Une partie de ce déclin est liée au repli des conseils d'administration après l'annulation de la discrimination positive par la Cour suprême des États-Unis en 2023, ce qui a provoqué une réaction contre les programmes de diversité. De nombreuses entreprises ont discrètement réduit leurs engagements en matière de DEI (diversité, équité, inclusion). Avec si peu de femmes dans les filières commerciales de haut niveau, les conseils d'administration optent par défaut pour des paris sûrs — souvent des hommes. Les risques à long terme sont plus difficiles à quantifier mais très réels : atteintes à la réputation, pénuries de talents et surveillance accrue des investisseurs soucieux des critères ESG.
Ce que les investisseurs devraient surveiller
Le bond initial du marché reflète un soulagement, et non une preuve de stratégie. Le véritable test se déroulera dans les prochaines années.
La clarté sur Arexvy vient en premier. Les investisseurs ont besoin d'être rassurés sur la question de savoir si des vaccinations répétées ou des indications d'âge élargies peuvent stabiliser les ventes volatiles. Viennent ensuite les résultats des essais cliniques de phase avancée — les combinaisons de Blenrep en oncologie, le camlipixant en respiratoire, ainsi que les programmes d'immunologie. Ceux-ci détermineront si l'objectif de 40 milliards de livres sterling est crédible ou doit être révisé à la baisse.
L'expansion aux États-Unis est un autre pari important. Les investisseurs veulent des détails concrets : où seront implantées les usines, dans quelle mesure les coûts baisseront et comment les tarifs douaniers seront gérés. Enfin, le développement commercial. Attendez-vous à des acquisitions complémentaires qui comblent les lacunes à court terme plutôt qu'à des mégafusions géantes.
Miser sur l'ère des opérateurs
Les analystes affirment que l'industrie pharmaceutique entre dans l'ère de l'opérateur. Les entreprises qui associent des leaders commerciaux expérimentés à des plans clairs sur la politique américaine et la tarification pourraient obtenir des primes de valorisation par rapport à leurs pairs qui s'appuient encore sur des projets de R&D utopiques.

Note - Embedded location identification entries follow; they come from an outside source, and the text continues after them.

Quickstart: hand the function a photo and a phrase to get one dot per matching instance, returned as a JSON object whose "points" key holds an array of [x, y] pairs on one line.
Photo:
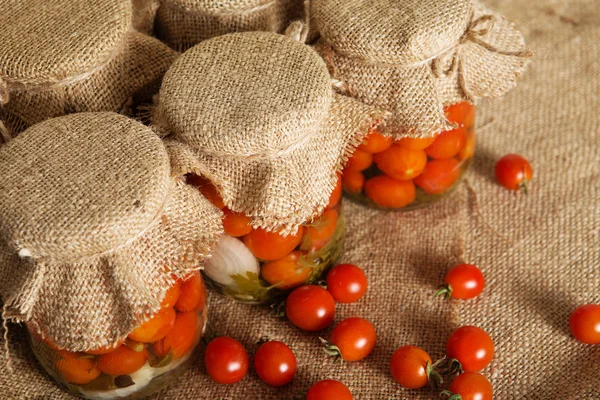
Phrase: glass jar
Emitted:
{"points": [[152, 356], [412, 173], [260, 267]]}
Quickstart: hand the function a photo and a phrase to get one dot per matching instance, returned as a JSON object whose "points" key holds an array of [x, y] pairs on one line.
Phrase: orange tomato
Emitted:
{"points": [[271, 245], [207, 189], [401, 163], [181, 338], [155, 328], [320, 234], [285, 272], [415, 143], [439, 175], [353, 181], [172, 295], [360, 160], [336, 195], [375, 142], [236, 224], [76, 368], [447, 144], [191, 292], [122, 361], [389, 192]]}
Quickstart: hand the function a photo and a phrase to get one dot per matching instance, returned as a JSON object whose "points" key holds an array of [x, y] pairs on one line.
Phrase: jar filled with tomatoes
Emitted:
{"points": [[102, 248], [267, 138], [428, 71]]}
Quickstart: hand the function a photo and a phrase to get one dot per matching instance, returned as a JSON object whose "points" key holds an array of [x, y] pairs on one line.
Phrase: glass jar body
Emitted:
{"points": [[412, 173], [153, 355]]}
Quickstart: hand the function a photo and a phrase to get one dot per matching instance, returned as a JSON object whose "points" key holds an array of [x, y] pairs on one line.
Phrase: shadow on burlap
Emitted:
{"points": [[540, 252]]}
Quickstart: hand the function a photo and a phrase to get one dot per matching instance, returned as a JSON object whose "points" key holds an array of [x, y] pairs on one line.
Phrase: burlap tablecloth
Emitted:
{"points": [[540, 252]]}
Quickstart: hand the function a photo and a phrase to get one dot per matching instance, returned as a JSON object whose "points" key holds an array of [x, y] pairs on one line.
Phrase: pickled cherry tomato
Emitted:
{"points": [[416, 143], [353, 181], [172, 295], [155, 328], [336, 195], [389, 192], [272, 245], [447, 144], [286, 273], [122, 361], [375, 142], [180, 340], [236, 224], [323, 229], [207, 189], [438, 175], [360, 160], [191, 292], [76, 368], [401, 163]]}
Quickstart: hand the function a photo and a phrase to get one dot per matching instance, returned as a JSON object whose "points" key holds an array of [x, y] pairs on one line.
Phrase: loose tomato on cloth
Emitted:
{"points": [[226, 360], [310, 308], [472, 347], [464, 281], [352, 339], [275, 363]]}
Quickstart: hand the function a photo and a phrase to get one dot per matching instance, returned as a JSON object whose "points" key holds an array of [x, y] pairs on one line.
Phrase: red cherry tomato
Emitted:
{"points": [[354, 338], [275, 363], [472, 347], [409, 367], [585, 324], [471, 386], [464, 281], [226, 360], [310, 308], [329, 389], [347, 283], [513, 172]]}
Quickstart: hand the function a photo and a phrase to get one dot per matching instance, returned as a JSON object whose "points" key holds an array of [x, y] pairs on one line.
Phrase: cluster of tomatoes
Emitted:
{"points": [[310, 308], [172, 332], [387, 171]]}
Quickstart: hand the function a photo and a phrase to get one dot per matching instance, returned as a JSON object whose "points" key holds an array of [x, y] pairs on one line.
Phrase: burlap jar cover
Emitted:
{"points": [[184, 23], [413, 57], [264, 125], [62, 57], [95, 226]]}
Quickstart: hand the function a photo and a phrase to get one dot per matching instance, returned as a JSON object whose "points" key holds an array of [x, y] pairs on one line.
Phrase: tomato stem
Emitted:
{"points": [[444, 290]]}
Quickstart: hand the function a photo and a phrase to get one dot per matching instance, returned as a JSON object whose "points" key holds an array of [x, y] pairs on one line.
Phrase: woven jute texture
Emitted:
{"points": [[413, 57], [544, 264], [184, 23], [259, 110], [59, 58], [95, 228]]}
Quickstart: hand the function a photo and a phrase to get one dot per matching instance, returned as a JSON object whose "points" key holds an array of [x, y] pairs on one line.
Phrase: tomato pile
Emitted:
{"points": [[409, 172], [169, 337], [281, 262]]}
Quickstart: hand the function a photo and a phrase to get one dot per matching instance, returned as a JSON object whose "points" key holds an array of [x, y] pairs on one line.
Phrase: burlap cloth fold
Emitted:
{"points": [[59, 58], [544, 265], [95, 228], [259, 111], [413, 57], [184, 23]]}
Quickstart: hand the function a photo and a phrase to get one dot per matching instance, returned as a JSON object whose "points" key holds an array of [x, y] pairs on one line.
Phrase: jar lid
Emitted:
{"points": [[392, 31], [80, 185], [48, 41]]}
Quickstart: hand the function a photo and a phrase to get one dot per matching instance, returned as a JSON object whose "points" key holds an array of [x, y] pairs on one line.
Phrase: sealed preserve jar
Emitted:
{"points": [[266, 137], [185, 23], [62, 57], [426, 62], [101, 245]]}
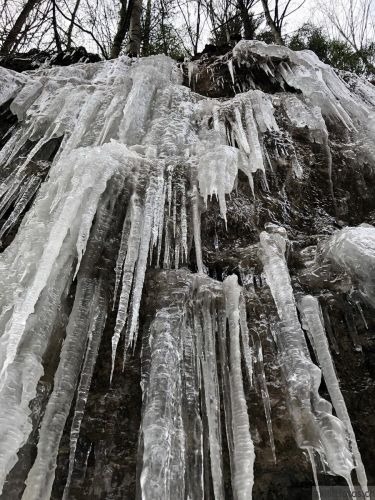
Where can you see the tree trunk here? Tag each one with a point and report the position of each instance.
(271, 23)
(55, 30)
(147, 28)
(123, 27)
(248, 25)
(71, 26)
(11, 40)
(135, 32)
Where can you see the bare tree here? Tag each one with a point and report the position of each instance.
(135, 30)
(275, 13)
(353, 21)
(11, 41)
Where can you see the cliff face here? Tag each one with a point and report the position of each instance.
(187, 271)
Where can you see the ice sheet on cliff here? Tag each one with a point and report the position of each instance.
(130, 125)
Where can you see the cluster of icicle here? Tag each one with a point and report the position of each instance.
(316, 429)
(129, 126)
(182, 346)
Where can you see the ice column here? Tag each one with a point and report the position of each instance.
(315, 426)
(313, 323)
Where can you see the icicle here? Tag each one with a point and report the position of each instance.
(127, 275)
(123, 247)
(184, 231)
(163, 469)
(265, 396)
(231, 70)
(197, 229)
(212, 397)
(315, 426)
(92, 349)
(359, 307)
(167, 245)
(89, 296)
(313, 467)
(246, 341)
(30, 189)
(151, 195)
(161, 225)
(243, 447)
(313, 323)
(192, 412)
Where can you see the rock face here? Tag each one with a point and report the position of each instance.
(187, 292)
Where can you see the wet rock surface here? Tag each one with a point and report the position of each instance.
(334, 190)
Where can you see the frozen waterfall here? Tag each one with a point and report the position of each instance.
(110, 184)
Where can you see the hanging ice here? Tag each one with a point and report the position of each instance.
(313, 324)
(315, 426)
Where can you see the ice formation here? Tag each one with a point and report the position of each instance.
(315, 426)
(353, 249)
(314, 325)
(125, 141)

Pour les investisseurs, cela pourrait signifier davantage d'acquisitions en phase avancée, une augmentation plus rapide des revenus et moins de paris risqués en début de cycle. Les entreprises ayant une empreinte manufacturière aux États-Unis pourraient prendre une longueur d'avance si les tarifs douaniens se durcissent. Mais aucun exécutant ne peut effacer les risques binaires du développement de médicaments — échecs des essais, retards réglementaires ou concurrence soudaine.

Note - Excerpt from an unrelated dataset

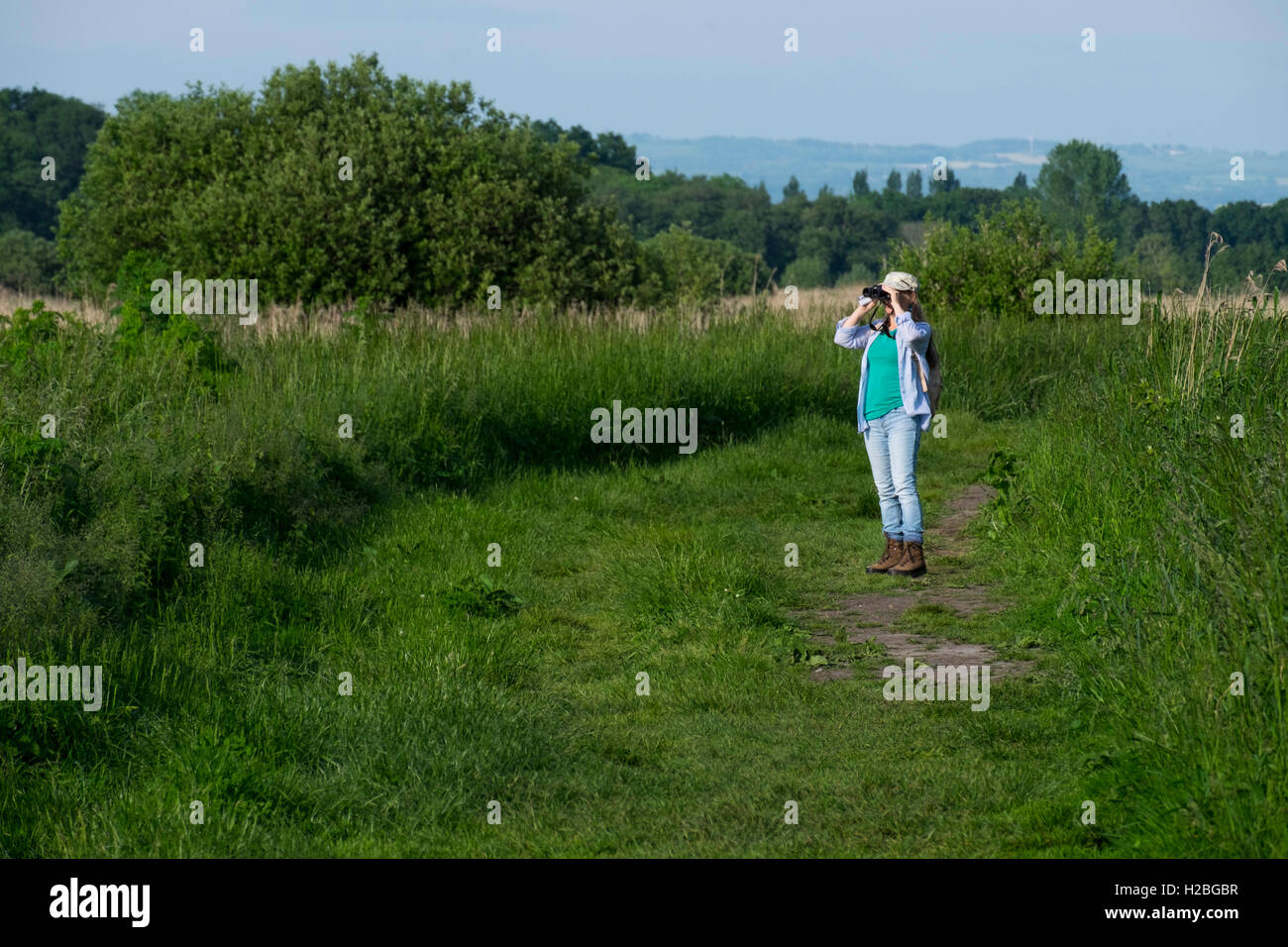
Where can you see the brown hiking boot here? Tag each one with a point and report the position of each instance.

Alors que Walmsley passe le flambeau, elle laisse GSK plus forte qu'elle ne l'a trouvée. La question est maintenant de savoir si Luke Miels peut maintenir l'entreprise sur la bonne voie tout en protégeant son étincelle innovante. Dans une industrie où la prévisibilité prend le dessus, trouver cet équilibre pourrait être la tâche la plus difficile de toutes.
Ceci NE CONSTITUE PAS UN CONSEIL EN INVESTISSEMENT.